By the way, what does it mean to define a coordinate system? For easy understanding: it means that we define a new origin and its corresponding X, Y and Z axis (orientations). Then measure everything with respect to the defined origin. Do you know the exact difference between a coordinate system and a coordinate frame?
Now coming back to defining the camera coordinate system: The center of the camera lens - the principal point is the origin of it. The direction to the right of the camera is the X-axis, the direction to the down towards the ground is the Y-axis (assuming that I am almost standing perpendicular to the ground) and the direction towards the principal axis is the Z-axis as shown in the picture.

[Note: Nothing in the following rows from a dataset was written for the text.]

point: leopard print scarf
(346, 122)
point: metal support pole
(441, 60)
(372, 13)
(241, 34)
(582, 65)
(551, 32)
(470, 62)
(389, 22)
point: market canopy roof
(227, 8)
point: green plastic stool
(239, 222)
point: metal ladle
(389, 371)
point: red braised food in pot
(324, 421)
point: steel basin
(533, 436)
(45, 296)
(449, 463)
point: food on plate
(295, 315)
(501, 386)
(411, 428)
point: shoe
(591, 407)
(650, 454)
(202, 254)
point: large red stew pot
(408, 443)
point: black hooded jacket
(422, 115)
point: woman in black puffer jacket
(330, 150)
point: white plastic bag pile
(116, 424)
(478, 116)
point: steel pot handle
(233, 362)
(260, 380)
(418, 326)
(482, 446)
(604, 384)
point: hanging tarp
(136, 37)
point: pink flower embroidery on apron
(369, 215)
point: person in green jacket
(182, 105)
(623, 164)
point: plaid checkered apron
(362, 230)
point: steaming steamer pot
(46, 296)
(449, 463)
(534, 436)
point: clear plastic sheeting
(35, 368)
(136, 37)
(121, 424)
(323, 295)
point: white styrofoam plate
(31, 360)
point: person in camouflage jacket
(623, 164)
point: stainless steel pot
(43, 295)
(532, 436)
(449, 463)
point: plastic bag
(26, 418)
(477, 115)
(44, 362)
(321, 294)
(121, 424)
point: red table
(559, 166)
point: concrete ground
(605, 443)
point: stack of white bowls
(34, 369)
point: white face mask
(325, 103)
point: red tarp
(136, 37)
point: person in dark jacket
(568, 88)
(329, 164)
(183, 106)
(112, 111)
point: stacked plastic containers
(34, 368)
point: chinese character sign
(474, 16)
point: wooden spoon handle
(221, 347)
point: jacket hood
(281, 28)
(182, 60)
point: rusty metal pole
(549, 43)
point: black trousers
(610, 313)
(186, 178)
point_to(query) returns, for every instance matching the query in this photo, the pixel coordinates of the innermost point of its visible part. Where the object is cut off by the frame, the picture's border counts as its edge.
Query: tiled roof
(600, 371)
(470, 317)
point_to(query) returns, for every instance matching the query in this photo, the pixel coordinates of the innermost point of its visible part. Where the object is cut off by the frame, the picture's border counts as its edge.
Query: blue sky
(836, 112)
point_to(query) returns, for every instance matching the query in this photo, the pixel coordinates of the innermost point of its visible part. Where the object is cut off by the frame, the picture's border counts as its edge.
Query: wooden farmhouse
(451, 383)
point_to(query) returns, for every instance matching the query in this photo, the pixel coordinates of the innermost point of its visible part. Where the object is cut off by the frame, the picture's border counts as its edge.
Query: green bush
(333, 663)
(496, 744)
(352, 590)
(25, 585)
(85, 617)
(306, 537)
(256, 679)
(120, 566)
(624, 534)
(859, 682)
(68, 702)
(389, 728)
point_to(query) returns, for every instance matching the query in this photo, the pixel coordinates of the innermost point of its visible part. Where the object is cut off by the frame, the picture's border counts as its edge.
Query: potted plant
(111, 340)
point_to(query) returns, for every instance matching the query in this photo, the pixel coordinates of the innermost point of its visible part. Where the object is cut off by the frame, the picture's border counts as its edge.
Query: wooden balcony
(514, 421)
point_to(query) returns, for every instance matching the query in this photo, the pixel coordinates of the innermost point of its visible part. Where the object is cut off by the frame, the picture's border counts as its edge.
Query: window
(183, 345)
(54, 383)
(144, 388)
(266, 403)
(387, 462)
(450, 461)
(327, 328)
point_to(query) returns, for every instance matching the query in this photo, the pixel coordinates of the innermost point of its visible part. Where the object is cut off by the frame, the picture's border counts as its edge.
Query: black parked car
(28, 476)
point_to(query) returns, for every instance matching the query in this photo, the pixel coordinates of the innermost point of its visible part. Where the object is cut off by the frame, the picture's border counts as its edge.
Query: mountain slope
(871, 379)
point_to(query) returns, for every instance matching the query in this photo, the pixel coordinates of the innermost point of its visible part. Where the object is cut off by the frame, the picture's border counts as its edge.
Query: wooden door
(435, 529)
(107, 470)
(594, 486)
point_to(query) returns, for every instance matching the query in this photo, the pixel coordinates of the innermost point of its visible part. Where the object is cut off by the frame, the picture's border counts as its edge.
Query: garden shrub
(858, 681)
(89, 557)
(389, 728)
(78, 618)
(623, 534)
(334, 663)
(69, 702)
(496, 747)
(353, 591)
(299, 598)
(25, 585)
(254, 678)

Understanding the Image Coordinate Frame
You may have a question that the images we get are in 2D pixels, but till now we only talked about 3D coordinate frames (world coordinate frame, camera coordinate frame). If not I suggest you think that and be more curious!
In our example, what do I see in the camera? I can see an image of a Red Volkswagen Polo GT on a road as I looked towards it and clicked a picture on my camera. As we all know this image is 2D, i.e., we get a matrix of pixels and its corresponding intensity (0-255 for grayscale images). This 2D is a projection of the real 3D world into a (M x N) 2D image. Let’s say we have an image of size 100 x 250 pixels (100 in height and 250 in width).
Now we can define another and final: image coordinate frame.
The left-top point of the image is defined as the origin. The right direction along with the width of the image is the X-axis and the direction to the bottom of the image along the height is considered as the Y-axis.
What is the goal to assume and understand these things?
Now can you tell me where this Polo GT is with respect to the sitting man? Yeah, that’s the goal⚽ or rather I’d say that’s a huge six🏏 as the whole match of computer vision has just started…
Trick to visualize what is a coordinate frame.
For a moment try to imagine yourself as Nani from the Eega movie. I mean in the fly body. Now if you want to comprehend visually what it means - the world coordinate frame that was defined earlier - the man sitting on a bench, then become an insect and fly towards the sitting man. Carefully sit on his nose facing away from his eyes. What do you see? Where is the Red Polo GT from me? Many computer vision applications want this type of answer.